According to the BPAS, women entering their facilities complaining about unexpected pregnancies were told by general practitioners that breastfeeding is a form of contraceptive. Although that is technically true, breastfeeding can act as a great form of contraception, women are not told how to use breastfeeding as contraception correctly. Breastfeeding is only effective if it is being done at the same times every single day. Missing just one breastfeeding makes it significantly less effective as a contraceptive, which explains the numbers of unplanned pregnancies that occur during this fragile time period. 

"It is worrying to hear that some women are not receiving accurate information about the contraceptive cover provided by breastfeeding and that some are even receiving conflicting advice from different medical professionals about what contraception they can use whilst breastfeeding," A spokesperson with BPAS expressed her concerns over misinformation commonly exchanged between a woman and her doctor.
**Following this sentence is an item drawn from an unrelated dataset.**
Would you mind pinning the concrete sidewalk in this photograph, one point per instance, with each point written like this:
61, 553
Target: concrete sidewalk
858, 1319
The charity organization also revealed that about 32 percent of women never had the conversation about safe contraception options while breastfeeding with their health professionals. The breastfeeding rate specifically in the United Kingdom has increased from 76 percent to 81 percent from 2005 to 2010. This statistic reinforces the importance of educating women about breastfeeding and proper contraceptive options. Since a new study reported huge benefits for breastfeeding, women and doctors should engage in more conversations regarding breastfeeding and contraception. The information passed along should also be consistent and helpful for mothers. There are ways to prevent pregnancies, and breastfeeding should not be the only available option.